Pada jaman Yunani Kuno, ilmu budaya yang dimaksud oleh Drucker itu disebut sebagai artes liberales, yang dikemukakan oleh Cicero, dan dimulai sekitar abad pertama sebelum masehi. Artes liberales diartikan sebagai sebuah keahlian atau ketrampilan yang dijalankan oleh seorang warga negara bebas yang memiliki waktu dan cara untuk belajar. Artes liberales juga merupakan unsur pendidikan, yang menekankan pada pembentukan norma bertingkah laku, dan untuk mengetahui dan menguasai sekumpulan peraturan, menghormati nilai dan norma masyarakat, serta menghargai ilmu pengetahuan dan kebenaran. Walaupun waktu membuat sejumlah perubahan, tetapi menurut Linkletter dan Maciariello, terdapat unsur yang tetap dan tidak berubah, yaitu upaya untuk menanamkan serangkaian nilai yang disepakati bersama, atau keyakinan kebudayaan (Linkletter dan Maciariello, 2010 : 6).
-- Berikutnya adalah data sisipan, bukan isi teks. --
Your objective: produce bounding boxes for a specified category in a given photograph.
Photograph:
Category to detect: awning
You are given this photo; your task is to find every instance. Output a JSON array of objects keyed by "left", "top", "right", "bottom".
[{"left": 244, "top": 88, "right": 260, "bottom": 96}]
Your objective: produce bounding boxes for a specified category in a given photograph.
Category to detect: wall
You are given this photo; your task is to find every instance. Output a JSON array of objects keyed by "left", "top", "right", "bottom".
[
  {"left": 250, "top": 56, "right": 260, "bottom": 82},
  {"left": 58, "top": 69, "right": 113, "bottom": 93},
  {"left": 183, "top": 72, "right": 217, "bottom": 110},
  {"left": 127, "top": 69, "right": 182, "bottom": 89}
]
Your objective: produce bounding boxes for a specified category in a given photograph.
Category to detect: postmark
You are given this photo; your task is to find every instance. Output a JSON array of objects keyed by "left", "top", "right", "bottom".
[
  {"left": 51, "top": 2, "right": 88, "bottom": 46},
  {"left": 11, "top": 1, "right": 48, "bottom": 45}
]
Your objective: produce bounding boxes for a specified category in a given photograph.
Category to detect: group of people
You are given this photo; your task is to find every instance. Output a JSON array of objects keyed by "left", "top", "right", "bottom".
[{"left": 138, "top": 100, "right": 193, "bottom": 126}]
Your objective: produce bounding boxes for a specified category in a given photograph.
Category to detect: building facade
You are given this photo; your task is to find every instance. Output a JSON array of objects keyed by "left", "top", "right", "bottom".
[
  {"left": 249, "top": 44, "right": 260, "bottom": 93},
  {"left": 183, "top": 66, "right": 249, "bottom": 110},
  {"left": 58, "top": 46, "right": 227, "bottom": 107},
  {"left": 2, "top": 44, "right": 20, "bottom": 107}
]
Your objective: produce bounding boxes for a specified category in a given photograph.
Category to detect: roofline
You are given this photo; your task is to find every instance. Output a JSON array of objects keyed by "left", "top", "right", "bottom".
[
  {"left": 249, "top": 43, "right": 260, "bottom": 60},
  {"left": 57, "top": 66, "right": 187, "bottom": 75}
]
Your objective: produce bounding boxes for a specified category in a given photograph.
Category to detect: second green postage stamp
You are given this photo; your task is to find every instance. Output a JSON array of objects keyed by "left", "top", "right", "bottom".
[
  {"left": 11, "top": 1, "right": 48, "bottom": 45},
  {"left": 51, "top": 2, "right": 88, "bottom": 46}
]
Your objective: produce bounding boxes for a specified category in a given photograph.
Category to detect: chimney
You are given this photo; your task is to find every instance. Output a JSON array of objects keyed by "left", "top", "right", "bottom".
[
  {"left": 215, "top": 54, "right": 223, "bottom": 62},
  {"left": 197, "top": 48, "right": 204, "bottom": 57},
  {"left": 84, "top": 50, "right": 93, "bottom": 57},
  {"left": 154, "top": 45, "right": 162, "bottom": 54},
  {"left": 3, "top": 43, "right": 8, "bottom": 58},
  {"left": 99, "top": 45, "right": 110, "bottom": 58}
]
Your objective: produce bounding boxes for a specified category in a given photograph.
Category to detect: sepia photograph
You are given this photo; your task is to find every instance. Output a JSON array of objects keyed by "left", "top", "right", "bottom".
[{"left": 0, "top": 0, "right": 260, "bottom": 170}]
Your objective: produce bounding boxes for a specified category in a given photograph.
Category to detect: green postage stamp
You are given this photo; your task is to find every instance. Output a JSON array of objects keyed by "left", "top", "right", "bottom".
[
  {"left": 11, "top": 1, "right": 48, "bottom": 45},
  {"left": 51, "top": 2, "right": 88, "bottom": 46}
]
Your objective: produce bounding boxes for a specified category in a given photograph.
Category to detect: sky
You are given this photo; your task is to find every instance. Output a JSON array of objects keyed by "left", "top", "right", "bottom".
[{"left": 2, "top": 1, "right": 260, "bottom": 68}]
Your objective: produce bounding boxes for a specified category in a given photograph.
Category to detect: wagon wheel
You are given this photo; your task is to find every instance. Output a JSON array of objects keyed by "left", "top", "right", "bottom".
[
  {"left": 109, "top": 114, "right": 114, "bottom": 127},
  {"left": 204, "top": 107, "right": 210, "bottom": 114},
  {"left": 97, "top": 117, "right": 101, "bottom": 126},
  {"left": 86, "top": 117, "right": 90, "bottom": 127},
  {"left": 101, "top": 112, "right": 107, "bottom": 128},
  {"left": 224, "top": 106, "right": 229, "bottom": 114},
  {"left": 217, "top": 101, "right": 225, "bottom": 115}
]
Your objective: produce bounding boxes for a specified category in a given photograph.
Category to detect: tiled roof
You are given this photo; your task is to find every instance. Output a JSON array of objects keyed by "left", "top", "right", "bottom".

Dalam kaitan dengan budaya yang dimasud oleh Drucker atau Cicero di atas, disini dapat pula dikemukakan pendapat dari S. Takdir Alisyahbana. Beliau melakukan pengamatan terhadap sejumlah masyarakat, baik yang primitif, masyarakat Pisangan di Pasar Minggu, Jakarta, hingga masyarakat modern lainnya. Beliau akhirnya berpendapat bahwa soal ekonomi tidak dapat dipisahkan dari soal kebudayaan. Setiap perkembangan ekonomi memerlukan nilai-nilai budi atau kebudayaan, atau paling tidak sekurang-kurangnya dibentuk dari nilai-nilai semu. Hanya nilai-nilai ini yang akan  dapat mendorong orang untuk berusaha dan bekerja dengan teratur, sekaligus membentuk disiplin dalam bertingkah laku. Menurut Hasbullah, nilai-nilai ini merupakan suatu ide yang telah turun temurun, yang dianggap benar dan penting oleh anggota masyarakat. Contohnya adalah prestasi, kerja keras, kompetisi dan lainnya (Hasbullah, 2006 : 14).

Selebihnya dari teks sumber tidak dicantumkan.